Une solution possible peut être de s’assurer d’utiliser une seule mailbox pour envoyer des messages CAN. Cela peut être réaliser en commençant par transmettre CAN gestionnaire d’interruption qui se synchronise avec le CAN transmettre fonction à l’aide de sémaphores. Mais, avec ça nous ne pouvons pas prendre l’avantage de trois mailbox. D’autres solutions sont les bienvenus.

Avec, le bootloader, nous avons réussi en faire le lecture et écriture sur le flash. Maintenant, nous sommes en train de faire le l’autre choses de bootloader comme le usart.

Nous avons reçu noter carte feux.

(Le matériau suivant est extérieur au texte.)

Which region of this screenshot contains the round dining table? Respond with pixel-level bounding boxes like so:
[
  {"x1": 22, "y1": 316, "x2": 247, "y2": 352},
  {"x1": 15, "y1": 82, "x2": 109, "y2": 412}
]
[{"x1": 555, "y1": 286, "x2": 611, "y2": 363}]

Demain, nous allons faire le SPI pour cette carte.

MB Led et IrDA: paquets, procédure de test…

Structure des paquets:

Tout les paquets envoyés sont précédés de l’enchainement de caractères « MBL » qui marque le début d’un paquet. Par la suite, sont envoyés dans l’ordre:

  1. FROM :           8 bits id de l’émetteur
  2. Idpacket:        8 bits id du paquet nécessaire pour les acquittements.
  3. Priority:          4 bits valeur entre 0 et 7
  4. To:                 4 bits permet de savoir à qui est adressé le message (voisin, broadcast, leader)
  5. TTL:               8 bits duré de vie du message sur le réseau
  6. Mode:            8 bits Contient la commande (PING, PONG, DATA_IMG….) le premier bit indique la présence de Data.
  7. Size_of_data:  8 bit Taille de la Data majorée par MAX_DATA_SIZE
  8. Data:             Tableau de d’octet pouvant contenir ce que l’on souhaite.
  9. Checksum :    16 bit.


Procédure de test:

Après avoir étudier l’implémentation de l’IrLAP pour Linux, il est devenu évident qu’il n’était pas nécessaire de l’implémenter. A la place je suis en train de mettre en place un processus de dialogue similaire à celui mis en place pendant le communication challenge.

Dans un premier temps les blocs émettent des PING jusqu’à recevoir un PONG. Dès lors ils associent l’identifiant du bloc à l’un des ports et commence le nécessaire pour l’algorithmie.

Pour le moment je suis en train de débugger cette phase en mettant deux blocs face à face. Dans un premier temps j’utilise un bloc en émission sur lequel je vérifie les paquets envoyés puis je place un second bloc en face et observe pas à pas la procédure de réception du paquet. Hier j’ai pu envoyer un paquet contenant de la data  et ayant un TTL de n. Le bloc qui reçoit ce paquet le réémet avec un TTL de n-1. Ainsi on pouvait voir les deux blocs s’échanger ce paquet jusqu’à atteindre un TTL de 0.

Je m’attache maintenant à la réception de commandes, c’est à dire des paquets sans data tel qu’un PING ou un PONG.  Je rencontre alors des problèmes, notamment avec le checksum et la réémission de ces paquets.